Lalu bagaimana dengan mantan ketua umum PBNU tiga periode KH. Abdurrahman Wahid atau Gus Dur memberlakukan gedung PBNU?
Gus Dur terpilih sebagai ketum PBNU tiga periode yakni pada Muktamar 1984, 1989 dan 1994. Gus Dur dikenal sebagai sosok yang tidak elitis. Ia tetap menerima siapapun tanpa batas-batas tertentu dan dari kelas manapun dan kepentingan apapun di gedung PBNU.

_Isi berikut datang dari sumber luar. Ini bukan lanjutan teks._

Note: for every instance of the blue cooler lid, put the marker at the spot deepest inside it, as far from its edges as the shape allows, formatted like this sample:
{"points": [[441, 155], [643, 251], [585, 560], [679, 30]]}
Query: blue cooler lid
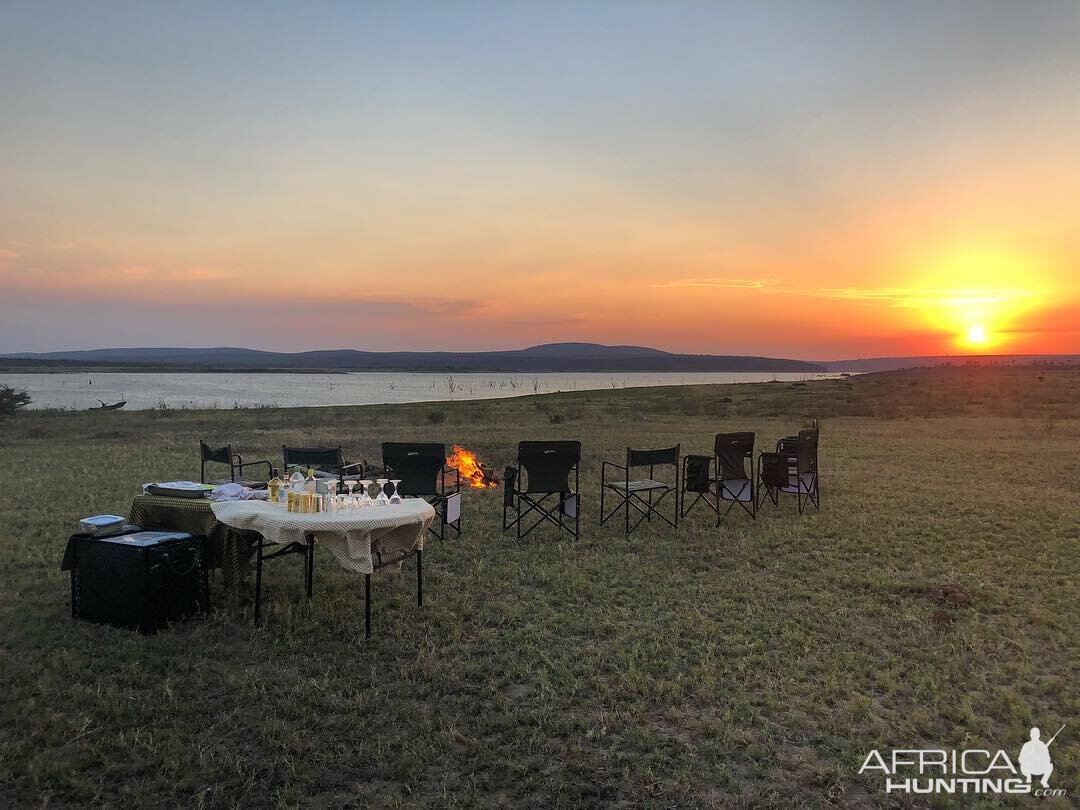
{"points": [[144, 539]]}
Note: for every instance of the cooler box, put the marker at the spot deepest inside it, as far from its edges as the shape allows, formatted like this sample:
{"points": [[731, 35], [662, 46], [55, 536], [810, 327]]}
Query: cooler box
{"points": [[140, 579]]}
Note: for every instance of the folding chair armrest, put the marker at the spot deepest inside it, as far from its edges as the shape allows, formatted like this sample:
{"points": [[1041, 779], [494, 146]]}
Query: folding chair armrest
{"points": [[606, 464], [242, 464]]}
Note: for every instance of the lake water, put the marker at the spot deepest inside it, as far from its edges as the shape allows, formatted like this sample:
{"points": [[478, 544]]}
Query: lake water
{"points": [[80, 391]]}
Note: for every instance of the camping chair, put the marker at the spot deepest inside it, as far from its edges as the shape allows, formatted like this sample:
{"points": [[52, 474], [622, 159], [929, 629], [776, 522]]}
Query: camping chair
{"points": [[731, 484], [227, 456], [326, 461], [639, 493], [421, 468], [543, 470], [792, 469]]}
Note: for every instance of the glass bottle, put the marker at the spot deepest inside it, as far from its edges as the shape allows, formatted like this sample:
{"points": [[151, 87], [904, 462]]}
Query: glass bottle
{"points": [[273, 487], [296, 481]]}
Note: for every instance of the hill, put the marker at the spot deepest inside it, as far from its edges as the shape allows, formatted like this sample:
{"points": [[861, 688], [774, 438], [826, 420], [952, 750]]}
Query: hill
{"points": [[545, 358]]}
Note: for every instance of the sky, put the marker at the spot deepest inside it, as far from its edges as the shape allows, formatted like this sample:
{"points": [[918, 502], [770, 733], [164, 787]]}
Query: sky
{"points": [[815, 180]]}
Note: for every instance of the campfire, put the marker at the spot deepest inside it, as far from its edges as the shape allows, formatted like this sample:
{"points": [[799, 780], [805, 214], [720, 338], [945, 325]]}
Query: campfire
{"points": [[473, 473]]}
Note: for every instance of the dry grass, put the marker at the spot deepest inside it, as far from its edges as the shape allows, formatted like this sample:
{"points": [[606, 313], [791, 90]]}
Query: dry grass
{"points": [[932, 601]]}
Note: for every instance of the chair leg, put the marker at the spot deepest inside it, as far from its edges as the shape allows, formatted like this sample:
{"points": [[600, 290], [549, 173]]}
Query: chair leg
{"points": [[419, 577], [367, 606]]}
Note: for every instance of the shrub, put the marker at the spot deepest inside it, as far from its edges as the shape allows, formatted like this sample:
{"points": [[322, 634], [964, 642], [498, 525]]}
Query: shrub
{"points": [[12, 400]]}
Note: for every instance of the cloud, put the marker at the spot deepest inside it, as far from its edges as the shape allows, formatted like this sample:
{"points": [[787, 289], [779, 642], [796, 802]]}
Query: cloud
{"points": [[923, 297], [721, 283], [905, 297]]}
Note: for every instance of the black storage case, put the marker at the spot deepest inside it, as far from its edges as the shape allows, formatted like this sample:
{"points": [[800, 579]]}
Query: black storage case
{"points": [[137, 579]]}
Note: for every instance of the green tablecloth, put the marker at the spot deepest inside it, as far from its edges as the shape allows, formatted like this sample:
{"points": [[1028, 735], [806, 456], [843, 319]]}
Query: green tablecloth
{"points": [[227, 548]]}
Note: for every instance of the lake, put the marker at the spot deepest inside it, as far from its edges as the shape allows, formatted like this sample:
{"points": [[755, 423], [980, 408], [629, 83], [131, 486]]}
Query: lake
{"points": [[243, 390]]}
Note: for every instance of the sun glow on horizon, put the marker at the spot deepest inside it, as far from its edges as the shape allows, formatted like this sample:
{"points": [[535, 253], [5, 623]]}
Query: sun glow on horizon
{"points": [[977, 295], [976, 335]]}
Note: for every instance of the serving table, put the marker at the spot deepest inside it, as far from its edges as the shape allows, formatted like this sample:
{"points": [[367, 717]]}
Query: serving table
{"points": [[361, 540]]}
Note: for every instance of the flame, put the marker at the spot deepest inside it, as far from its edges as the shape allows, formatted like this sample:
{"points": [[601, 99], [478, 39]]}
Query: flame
{"points": [[472, 472]]}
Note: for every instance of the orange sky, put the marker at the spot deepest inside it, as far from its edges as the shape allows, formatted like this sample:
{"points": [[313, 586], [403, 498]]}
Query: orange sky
{"points": [[753, 180]]}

Gus Dur dipandang sebagai sosok penting dalam mereformasi NU. Menurut penuturan asisten Gus Dur Sulaiman, dikutip dari NU Online mengungkapkan bahwa cucu dari pendiri NU Hadratusyaikh Hasyim Asy’ari itu pernah mempunyai mimpi mambangun gedung PBNU berlantai Sembilan. Dan itu baru terwujud ketika dia menjadi Presiden RI ke-4.
Sejak saat itu, gedung PBNU bisa menampung warga NU selama 24 jam untuk berkegiatan di kantor tersebut. Gedung ini kian ramai oleh para aktivis NU dan menerima semua kalangan dan beragam kepentingan. Warga NU dapat konkow 24 di lantai-lantai gedung PBNU. Dari gedung inilah dan dengan suasana yang humble lahir gagasan-gagasan brilian untuk NU, agama bangsa dan negara termasuk kemanusiaan.
Di ruangan Gus Dur yang di kemudian hari diresmikan sebagai Pojok Gus Dur pada 2011 lalu menjadi tempat keluh kesah masyarakat dengan segala persoalannya.